Tao Jiang received B.S. in Computer Science and Technology from the University of Science and Technology of China, Hefei, inJuly 1984 and Ph.D. in Computer Science from University of Minnesota in Nov. 1988. He was a faculty member at McMaster University, Hamilton, Ontario, Canada during Jan. 1989 - July 2001 and is now Professor of Computer Science and Engineering at University of California - Riverside (UCR).
He is also a member of the UCR Institute for Integrative Genome Biology, a member of the Center for Plant Cell Biology, a principal scientist at Shanghai Center for Bioinformation Technology, and Qianren Chair Visiting Professor at Tsinghua University. Tao Jiang's recent research interestincludes combinatorial algorithms, computational molecular biology, bioinformatics, and computational aspects of information retrieval.
He is a fellow of the Association for Computing Machinery (ACM) and of the American Association for the Advancement of Science (AAAS), and held a Presidential Chair Professor position at UCR during 2007-2010.
He has published over 260 papers in computer science and bioinformatics journals and conferences, and won several best paper awards.

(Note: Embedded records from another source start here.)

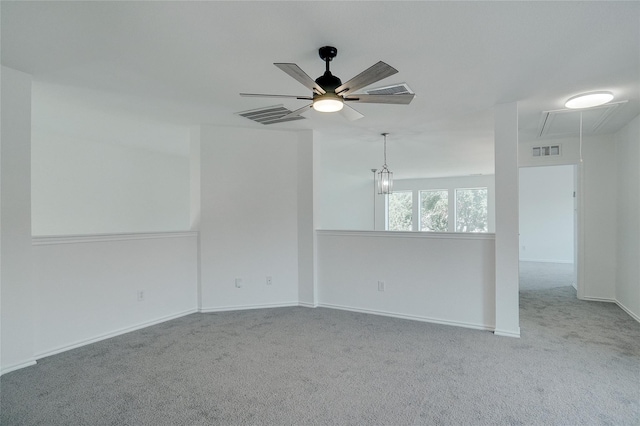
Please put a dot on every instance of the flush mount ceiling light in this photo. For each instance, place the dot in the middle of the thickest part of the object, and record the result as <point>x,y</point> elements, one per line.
<point>588,100</point>
<point>329,102</point>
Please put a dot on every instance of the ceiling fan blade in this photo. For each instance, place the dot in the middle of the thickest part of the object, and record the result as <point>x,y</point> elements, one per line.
<point>296,112</point>
<point>381,99</point>
<point>260,95</point>
<point>370,75</point>
<point>296,72</point>
<point>350,113</point>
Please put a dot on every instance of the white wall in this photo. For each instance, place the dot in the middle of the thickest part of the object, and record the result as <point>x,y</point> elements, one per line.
<point>250,216</point>
<point>87,287</point>
<point>341,180</point>
<point>16,294</point>
<point>442,278</point>
<point>96,171</point>
<point>628,223</point>
<point>599,181</point>
<point>597,196</point>
<point>547,214</point>
<point>506,205</point>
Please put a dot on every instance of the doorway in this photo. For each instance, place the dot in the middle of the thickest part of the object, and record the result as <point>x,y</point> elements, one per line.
<point>548,227</point>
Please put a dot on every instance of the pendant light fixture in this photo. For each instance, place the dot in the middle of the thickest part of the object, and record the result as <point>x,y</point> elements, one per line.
<point>385,177</point>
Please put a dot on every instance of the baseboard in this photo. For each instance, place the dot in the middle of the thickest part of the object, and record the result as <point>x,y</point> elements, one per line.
<point>408,317</point>
<point>597,299</point>
<point>115,333</point>
<point>248,307</point>
<point>546,261</point>
<point>506,333</point>
<point>627,310</point>
<point>18,366</point>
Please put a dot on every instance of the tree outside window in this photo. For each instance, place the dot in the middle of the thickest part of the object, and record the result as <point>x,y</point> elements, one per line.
<point>400,211</point>
<point>471,210</point>
<point>434,210</point>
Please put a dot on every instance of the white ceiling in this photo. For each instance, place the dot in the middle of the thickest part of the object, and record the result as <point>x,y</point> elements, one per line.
<point>186,63</point>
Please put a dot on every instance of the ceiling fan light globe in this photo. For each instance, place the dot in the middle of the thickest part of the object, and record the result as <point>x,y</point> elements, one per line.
<point>589,100</point>
<point>328,104</point>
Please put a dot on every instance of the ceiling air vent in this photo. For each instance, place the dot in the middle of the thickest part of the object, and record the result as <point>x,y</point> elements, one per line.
<point>269,115</point>
<point>545,151</point>
<point>396,89</point>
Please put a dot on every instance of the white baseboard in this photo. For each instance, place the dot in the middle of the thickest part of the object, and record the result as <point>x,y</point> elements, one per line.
<point>248,307</point>
<point>546,261</point>
<point>14,367</point>
<point>597,299</point>
<point>111,334</point>
<point>627,310</point>
<point>506,333</point>
<point>408,317</point>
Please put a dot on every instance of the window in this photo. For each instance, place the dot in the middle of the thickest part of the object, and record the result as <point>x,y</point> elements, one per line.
<point>400,211</point>
<point>471,210</point>
<point>434,210</point>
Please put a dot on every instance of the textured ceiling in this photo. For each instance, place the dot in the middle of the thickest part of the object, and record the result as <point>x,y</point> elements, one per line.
<point>186,62</point>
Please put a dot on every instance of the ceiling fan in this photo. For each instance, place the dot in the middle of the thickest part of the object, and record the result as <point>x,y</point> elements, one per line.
<point>331,95</point>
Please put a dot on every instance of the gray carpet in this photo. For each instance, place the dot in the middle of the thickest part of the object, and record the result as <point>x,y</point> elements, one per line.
<point>576,363</point>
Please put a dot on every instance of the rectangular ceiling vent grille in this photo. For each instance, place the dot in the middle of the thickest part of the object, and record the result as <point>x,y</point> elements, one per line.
<point>396,89</point>
<point>546,151</point>
<point>269,115</point>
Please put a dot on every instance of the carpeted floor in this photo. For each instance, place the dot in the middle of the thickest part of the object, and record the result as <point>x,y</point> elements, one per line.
<point>577,363</point>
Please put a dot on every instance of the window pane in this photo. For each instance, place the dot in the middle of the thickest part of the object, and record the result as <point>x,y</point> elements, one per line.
<point>471,210</point>
<point>400,211</point>
<point>434,210</point>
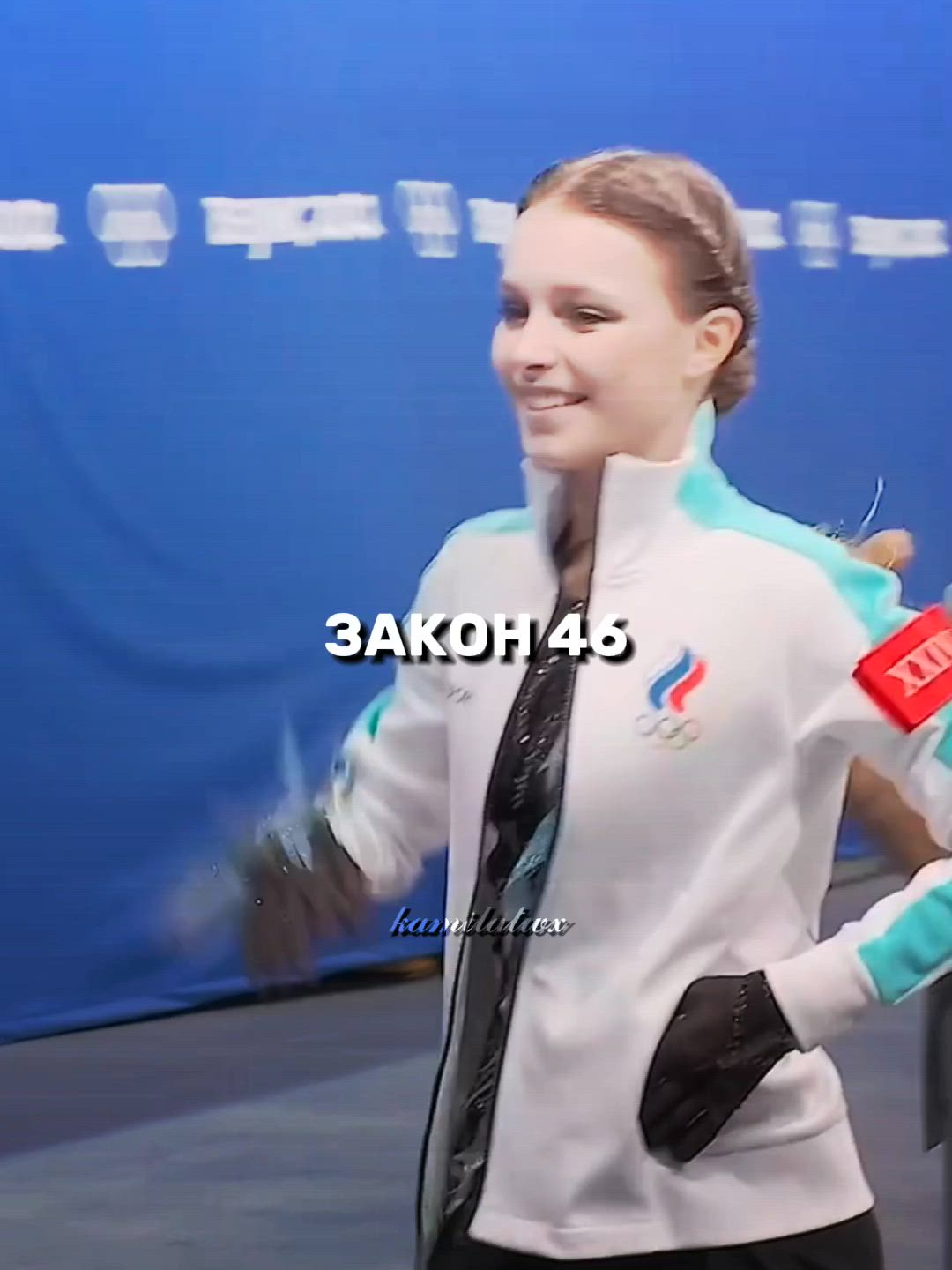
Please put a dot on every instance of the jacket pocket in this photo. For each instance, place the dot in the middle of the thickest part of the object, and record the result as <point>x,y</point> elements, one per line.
<point>799,1099</point>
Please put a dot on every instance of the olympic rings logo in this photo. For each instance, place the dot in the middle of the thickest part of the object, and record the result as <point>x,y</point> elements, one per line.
<point>668,730</point>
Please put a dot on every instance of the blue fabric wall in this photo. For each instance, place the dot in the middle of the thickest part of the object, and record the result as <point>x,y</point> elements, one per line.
<point>206,458</point>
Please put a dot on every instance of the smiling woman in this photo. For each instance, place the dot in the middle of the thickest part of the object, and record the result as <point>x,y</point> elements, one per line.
<point>651,1090</point>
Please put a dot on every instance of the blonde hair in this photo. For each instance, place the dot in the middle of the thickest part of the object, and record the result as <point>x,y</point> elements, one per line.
<point>687,210</point>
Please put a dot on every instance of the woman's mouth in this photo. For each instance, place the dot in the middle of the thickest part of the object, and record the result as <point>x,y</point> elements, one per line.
<point>541,403</point>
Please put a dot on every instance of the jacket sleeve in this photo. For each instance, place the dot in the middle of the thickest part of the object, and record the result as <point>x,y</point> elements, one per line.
<point>871,643</point>
<point>387,802</point>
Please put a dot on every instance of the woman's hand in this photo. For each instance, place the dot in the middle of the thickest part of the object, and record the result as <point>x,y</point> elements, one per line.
<point>290,906</point>
<point>725,1036</point>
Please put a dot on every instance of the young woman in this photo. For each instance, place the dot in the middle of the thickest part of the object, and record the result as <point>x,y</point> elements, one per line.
<point>648,1088</point>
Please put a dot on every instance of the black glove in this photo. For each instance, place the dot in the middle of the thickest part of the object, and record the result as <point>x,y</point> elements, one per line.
<point>725,1036</point>
<point>288,906</point>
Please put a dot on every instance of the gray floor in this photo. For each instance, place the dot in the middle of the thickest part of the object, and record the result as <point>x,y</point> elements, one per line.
<point>286,1134</point>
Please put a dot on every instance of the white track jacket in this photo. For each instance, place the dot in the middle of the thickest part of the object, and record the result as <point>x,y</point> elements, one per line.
<point>703,788</point>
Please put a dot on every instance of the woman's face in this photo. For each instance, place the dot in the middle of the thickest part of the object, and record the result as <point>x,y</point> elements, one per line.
<point>591,346</point>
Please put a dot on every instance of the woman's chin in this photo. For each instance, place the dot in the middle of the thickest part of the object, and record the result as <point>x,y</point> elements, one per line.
<point>553,455</point>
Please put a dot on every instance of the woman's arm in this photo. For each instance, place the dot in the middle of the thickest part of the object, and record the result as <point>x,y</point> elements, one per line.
<point>899,832</point>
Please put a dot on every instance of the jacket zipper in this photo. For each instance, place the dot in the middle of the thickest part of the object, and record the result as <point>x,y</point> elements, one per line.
<point>455,995</point>
<point>492,1109</point>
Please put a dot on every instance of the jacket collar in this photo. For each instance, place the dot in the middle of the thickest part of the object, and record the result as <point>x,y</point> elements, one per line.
<point>635,499</point>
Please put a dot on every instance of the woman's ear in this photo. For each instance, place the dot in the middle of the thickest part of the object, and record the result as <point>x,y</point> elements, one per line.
<point>889,549</point>
<point>715,338</point>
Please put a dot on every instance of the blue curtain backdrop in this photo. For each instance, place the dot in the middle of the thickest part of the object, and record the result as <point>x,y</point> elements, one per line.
<point>208,449</point>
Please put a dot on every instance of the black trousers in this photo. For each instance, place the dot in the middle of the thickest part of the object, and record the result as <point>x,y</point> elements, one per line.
<point>853,1244</point>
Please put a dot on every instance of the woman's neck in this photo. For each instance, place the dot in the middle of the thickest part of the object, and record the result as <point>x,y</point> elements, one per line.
<point>577,542</point>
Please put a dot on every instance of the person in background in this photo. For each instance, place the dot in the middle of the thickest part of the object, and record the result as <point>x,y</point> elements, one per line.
<point>893,826</point>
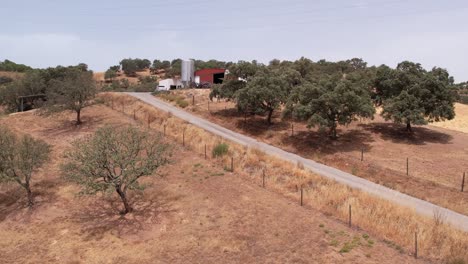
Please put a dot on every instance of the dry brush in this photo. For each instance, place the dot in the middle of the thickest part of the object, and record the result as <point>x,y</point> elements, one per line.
<point>436,239</point>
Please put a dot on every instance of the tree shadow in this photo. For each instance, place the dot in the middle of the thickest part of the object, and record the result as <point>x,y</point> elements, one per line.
<point>103,215</point>
<point>67,126</point>
<point>316,141</point>
<point>398,134</point>
<point>14,199</point>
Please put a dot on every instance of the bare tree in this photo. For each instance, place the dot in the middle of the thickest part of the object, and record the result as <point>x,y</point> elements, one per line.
<point>113,159</point>
<point>20,157</point>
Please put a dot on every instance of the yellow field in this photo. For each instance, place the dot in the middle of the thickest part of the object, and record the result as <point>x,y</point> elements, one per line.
<point>459,123</point>
<point>437,240</point>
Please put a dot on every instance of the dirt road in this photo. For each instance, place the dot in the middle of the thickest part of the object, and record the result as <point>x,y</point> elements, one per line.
<point>420,206</point>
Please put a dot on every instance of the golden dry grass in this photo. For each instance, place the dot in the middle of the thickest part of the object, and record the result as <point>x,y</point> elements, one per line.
<point>459,123</point>
<point>389,221</point>
<point>195,213</point>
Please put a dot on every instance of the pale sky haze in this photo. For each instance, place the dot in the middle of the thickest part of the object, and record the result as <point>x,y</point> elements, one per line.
<point>100,33</point>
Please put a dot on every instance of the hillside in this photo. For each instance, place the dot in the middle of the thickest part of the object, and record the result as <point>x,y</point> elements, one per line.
<point>99,76</point>
<point>13,75</point>
<point>196,213</point>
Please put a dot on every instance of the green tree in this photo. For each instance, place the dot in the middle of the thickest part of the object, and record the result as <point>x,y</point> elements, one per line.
<point>72,93</point>
<point>110,74</point>
<point>10,66</point>
<point>330,102</point>
<point>115,68</point>
<point>264,93</point>
<point>411,95</point>
<point>114,159</point>
<point>244,69</point>
<point>129,66</point>
<point>20,158</point>
<point>31,84</point>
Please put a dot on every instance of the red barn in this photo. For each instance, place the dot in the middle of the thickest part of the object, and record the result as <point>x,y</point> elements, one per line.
<point>212,76</point>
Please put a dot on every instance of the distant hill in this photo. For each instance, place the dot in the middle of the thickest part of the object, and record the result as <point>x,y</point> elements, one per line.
<point>10,66</point>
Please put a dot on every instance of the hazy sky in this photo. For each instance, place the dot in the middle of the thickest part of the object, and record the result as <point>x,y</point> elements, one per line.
<point>100,33</point>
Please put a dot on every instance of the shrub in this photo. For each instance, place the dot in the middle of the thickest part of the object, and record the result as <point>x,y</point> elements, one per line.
<point>220,150</point>
<point>182,103</point>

More information about his work can be found at http://www1.cs.ucr.edu/~jiang
Transcript-Based Differential Expression Analysis for Population RNA-Seq Data
Differential transcript expression (DTE) analysis on population data without predefined conditions is critical to many biological or clinical studies. For example, it can be used to discover biomarkers to classify cancer samples into previously unknown subtypes such that better diagnosis and therapy methods can be developed for the subtypes. Although several DTE tools have been published, these tools either assume binary conditions in the input population or require the number of conditions to be given.
In this work, we propose a novel DTE analysis algorithm, called SDEAP, that estimates the number of conditions directly from the input samples using Dirichlet mixture models and discovers alternative splicing events using a new graph modular decomposition algorithm.
By taking advantage of the above technical improvement, SDEAP was able to outperform the other DTE analysis methods in our extensive experiments on simulated data and real data with qPCR validation. The prediction of SDEAP also allowed us to classify the samples of cancer subtypes and cell-cycle phases more accurately.
This is joint work with Ei-Wen Yang at UCR/UCLA.